Quand les entreprises ou les collectivités prennent en charge le logement des salariés

À RETENIR

  • La prise en charge du logement des salariés par les entreprises et les collectivités est une réponse à la crise du logement dans les grandes agglomérations, où le marché du travail est fortement impacté.
  • Les différentes formes de prise en charge comprennent la mise à disposition de logements, la participation financière au loyer, la garantie locative, l’accès à des logements sociaux et les partenariats avec les acteurs territoriaux pour développer des programmes de logements abordables.
  • Ces initiatives visent à fidéliser les salariés, améliorer leur bien-être et leur performance au sein de l’entreprise, mais la crise actuelle du logement accentue les difficultés, notamment pour les classes moyennes.
  • Les collectivités mettent en place des solutions telles que les résidences relais mobiles, l’acquisition de logements pour les transformer en studios, ou la construction de nouvelles infrastructures, afin de répondre aux besoins de logement des salariés et maintenir l’attractivité des territoires.

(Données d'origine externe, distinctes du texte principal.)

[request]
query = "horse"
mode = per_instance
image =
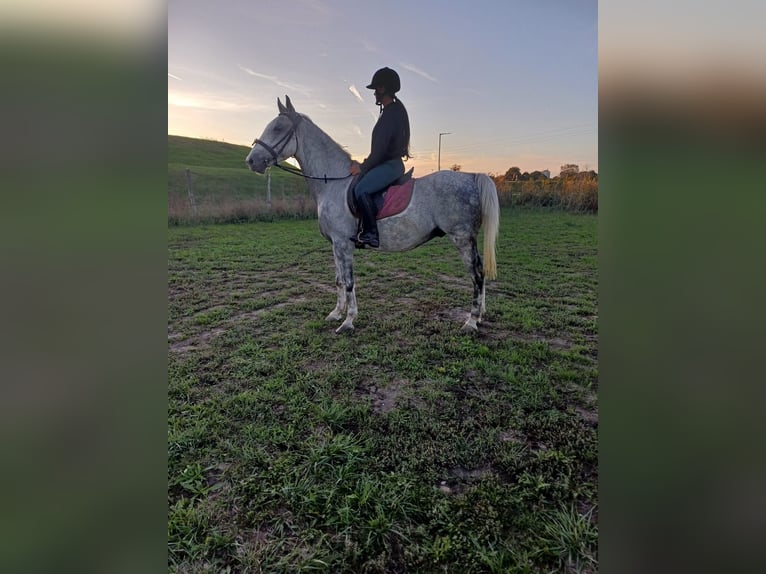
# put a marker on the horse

La prise en charge du logement des salariés par les collectivités ou les entreprises répond à la difficulté de se loger dans les grandes agglomérations. Dans un contexte de crise du logement qui renforce les tensions sur le marché du travail, élus et employeurs multiplient les pistes pour loger leurs administrés et leurs salariés, avec une volonté forte de les accompagner pour desserrer ce qui constitue un frein de plus en plus fort à l’emploi. Une démarche sociale et stratégique qui permet de fidéliser les collaborateurs mais aussi d’améliorer leur bien-être et leur performance au sein de l’entreprise.

Contrairement aux frais d’hôtels liés aux déplacements professionnels, la prise en charge du logement personnel du salarié est tout à fait possible et peut se décliner de différentes façons :

  • Mise à disposition d’un logement : l’entreprise, qu’elle soit propriétaire ou locataire, peut mettre un logement gratuitement à la disposition d’un salarié.
  • Prise en charge du loyer : l’entreprise peut participer financièrement au paiement du loyer, en tout ou en partie.
  • Garantie locative : l’entreprise se porte garante du salarié, facilitant ainsi son accès à la location.
  • Proposition de logements sociaux : certaines entreprises publiques ou parapubliques (SNCF, APHP) disposent de logements sociaux réservés à leurs collaborateurs.
  • Partenariats avec les acteurs territoriaux : Les entreprises peuvent collaborer avec les collectivités locales pour développer des programmes de logements sociaux. Cela peut inclure la construction de nouveaux logements abordables ou la rénovation de logements existants.

Les avantages sont nombreux, comme la fidélisation des salariés, l’entreprise renforçant le lien avec ses collaborateurs en prenant en charge leur logement, tout en les incitant à rester au sein de l’organisation, le bien-être des salariés, un logement adapté et proche de leur lieu de travail favorisant leur épanouissement personnel et professionnel, ou encore une performance accrue puisque des salariés logés dans de bonnes conditions  et le plus souvent à proximité de leur lieu de travail sont logiquement plus productifs et engagés.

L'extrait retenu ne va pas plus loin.